Input data denotes the source data that underpins information in the assessment reports. It is typically authored by credible, authoritative, trusted sources, who decide under which license it is published.
Intermediate assessment data is the outcome of data processing and analysis performed as part of the assessment as an intermediate step in the generation of final assessment data. Data is only defined as intermediate if it has gone through non-trivial processing to be considered an original product, distinct from the input data.
Final assessment data refer to data which is directly presented in data tables or graphically displayed (e.g. as a line graph or a spatial map) in the report.
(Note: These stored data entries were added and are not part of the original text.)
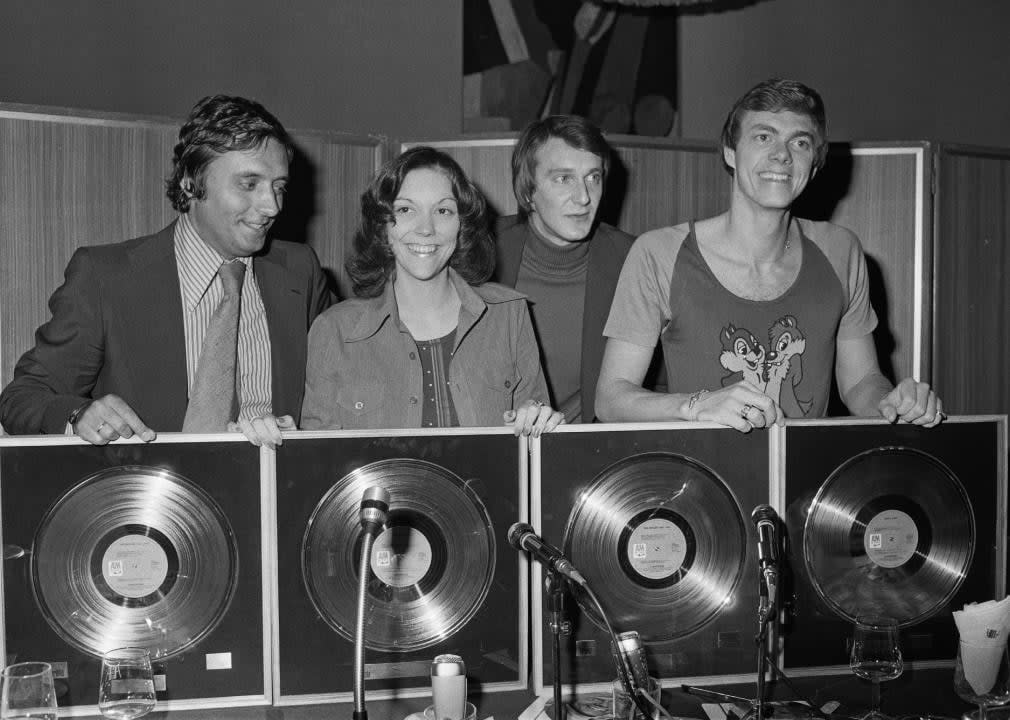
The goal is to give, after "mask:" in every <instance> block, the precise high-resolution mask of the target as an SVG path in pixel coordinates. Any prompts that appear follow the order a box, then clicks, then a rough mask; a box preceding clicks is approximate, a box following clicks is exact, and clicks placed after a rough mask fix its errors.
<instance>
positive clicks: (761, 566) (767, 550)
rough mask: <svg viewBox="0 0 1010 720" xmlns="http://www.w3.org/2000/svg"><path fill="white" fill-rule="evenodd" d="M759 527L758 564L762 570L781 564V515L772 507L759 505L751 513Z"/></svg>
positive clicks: (751, 514)
mask: <svg viewBox="0 0 1010 720" xmlns="http://www.w3.org/2000/svg"><path fill="white" fill-rule="evenodd" d="M750 519H751V520H753V522H754V525H756V526H758V563H759V564H760V565H761V568H762V570H764V569H765V568H768V567H769V565H773V567H776V565H778V563H779V542H778V539H779V515H778V513H776V512H775V510H774V509H773V508H772V506H771V505H759V506H758V507H755V508H754V511H753V512H752V513H750Z"/></svg>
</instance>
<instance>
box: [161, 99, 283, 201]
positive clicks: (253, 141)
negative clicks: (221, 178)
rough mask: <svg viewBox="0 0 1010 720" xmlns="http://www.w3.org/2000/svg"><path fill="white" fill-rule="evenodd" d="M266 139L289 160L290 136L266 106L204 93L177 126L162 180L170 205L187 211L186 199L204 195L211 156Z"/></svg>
mask: <svg viewBox="0 0 1010 720" xmlns="http://www.w3.org/2000/svg"><path fill="white" fill-rule="evenodd" d="M269 139H275V140H277V141H278V142H280V143H281V144H282V145H284V149H285V150H286V151H287V153H288V161H289V162H290V161H291V158H292V156H293V153H294V144H293V142H292V140H291V136H290V135H288V132H287V130H285V129H284V126H283V125H282V124H281V123H280V121H279V120H278V119H277V118H276V117H274V116H273V115H271V114H270V112H268V110H267V108H265V107H264V106H263V105H261V104H260V103H258V102H256V101H255V100H246V99H245V98H239V97H232V96H229V95H210V96H207V97H205V98H204V99H203V100H201V101H200V102H198V103H197V104H196V105H195V106H194V107H193V110H192V111H191V112H190V114H189V117H188V118H186V122H185V123H183V126H182V127H181V128H179V142H177V143H176V147H175V150H173V153H172V175H170V176H169V178H168V180H167V181H166V185H167V186H168V196H169V200H170V201H171V202H172V207H174V208H175V209H176V210H177V211H178V212H188V211H189V206H190V200H192V199H193V198H197V199H202V198H203V197H204V195H205V194H206V192H207V187H206V184H205V183H206V175H207V167H208V166H209V165H210V164H211V163H212V162H213V161H214V159H215V158H217V157H219V156H221V155H223V153H225V152H230V151H231V150H248V149H255V148H258V147H261V146H262V145H263V144H264V143H266V142H267V140H269Z"/></svg>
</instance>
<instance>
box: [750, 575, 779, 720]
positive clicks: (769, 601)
mask: <svg viewBox="0 0 1010 720" xmlns="http://www.w3.org/2000/svg"><path fill="white" fill-rule="evenodd" d="M758 576H759V583H760V584H761V600H760V601H759V603H758V634H756V635H755V636H754V643H755V644H756V646H758V698H756V700H755V701H754V715H755V717H756V720H764V719H765V703H766V700H767V695H768V690H767V688H766V686H765V676H767V675H768V652H767V645H768V626H769V624H770V623H772V622H774V621H775V614H776V602H775V601H776V597H777V595H778V585H779V562H778V559H777V560H776V561H775V563H774V565H772V567H769V568H759V569H758Z"/></svg>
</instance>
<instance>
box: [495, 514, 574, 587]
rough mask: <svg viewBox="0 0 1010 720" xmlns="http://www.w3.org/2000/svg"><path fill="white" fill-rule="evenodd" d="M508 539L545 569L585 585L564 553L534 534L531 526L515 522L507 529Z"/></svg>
mask: <svg viewBox="0 0 1010 720" xmlns="http://www.w3.org/2000/svg"><path fill="white" fill-rule="evenodd" d="M508 541H509V544H510V545H512V547H514V548H516V549H517V550H525V551H526V552H528V553H529V554H530V555H531V556H532V557H533V559H535V560H536V561H537V562H539V563H540V564H542V565H544V567H545V568H546V569H547V570H549V571H552V572H554V573H557V574H558V575H560V576H563V577H565V578H568V579H569V580H570V581H572V582H573V583H575V584H576V585H580V586H585V585H586V579H585V578H583V577H582V574H581V573H580V572H579V571H577V570H576V569H575V565H573V564H572V561H571V560H569V558H568V557H566V556H565V553H564V552H562V551H561V550H559V549H558V548H557V547H554V546H553V545H551V544H550V543H549V542H546V541H545V540H544V539H543V538H542V537H540V536H539V535H537V534H536V531H535V530H534V529H533V526H532V525H530V524H529V523H525V522H517V523H515V524H514V525H512V527H510V528H509V529H508Z"/></svg>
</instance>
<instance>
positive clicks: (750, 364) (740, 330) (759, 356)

Source code refers to scripts, online code repositories, and software libraries written to create intermediate and final assessed data, as well as the figures included in the reports.
Licenses For Different Data Types
Input data shall be licensed under the same license terms and conditions imposed by the data providers. Input data copyright holders are encouraged to adopt well-known licenses enabling broad usage, including commercial use, and avoid “ShareAlike” licenses.
Intermediate and final assessment data should be licensed under the Creative Commons Attribution 4.0 International (CC BY 4.0) license, where this does not infringe the interests of relevant license holders. The Creative Commons family of licenses are designed to provide legal interoperability across virtually all jurisdictions.
When input datasets are published under restrictive licenses, waivers or exemptions can be sought for the IPCC assessment reports. These waivers should be negotiated with copyright holders by Working Group co-chairs, with guidance from TG-Data representatives.
These waivers would ensure that derivative products can be licensed by the IPCC under CC BY 4.0, and that the version used by the assessment report is curated in a long-term archive, either by IPCC DDC or another trusted data repository. If exemptions cannot be obtained from the copyright owners, the applicable licenses of input data will apply.
To ensure maximal reusability of source code, similarly to data, code should be published under permissive (non- copyleft) open source licenses that do not restrict commercial use.
Challenge 1: Can you classify the following data types?
- A map used in the report
- Output from a CMIP6 model
- Model agreement on changes in temperature in a warming scenario
- A map used in the report: Final
- Output from a CMIP6 model: Input
- Model agreement on changes in temperature in a warming scenario: Intermediate
Key Points
- Data can be classified into input, intermediate assessment, or final assessment data.
- Input data shall be licensed under the same license terms and conditions imposed by the data providers.
- Data produced as part of the IPCC assessment, be it intermediate or final assessment data, shall be published, wherever possible, under the CC BY 4.0 license.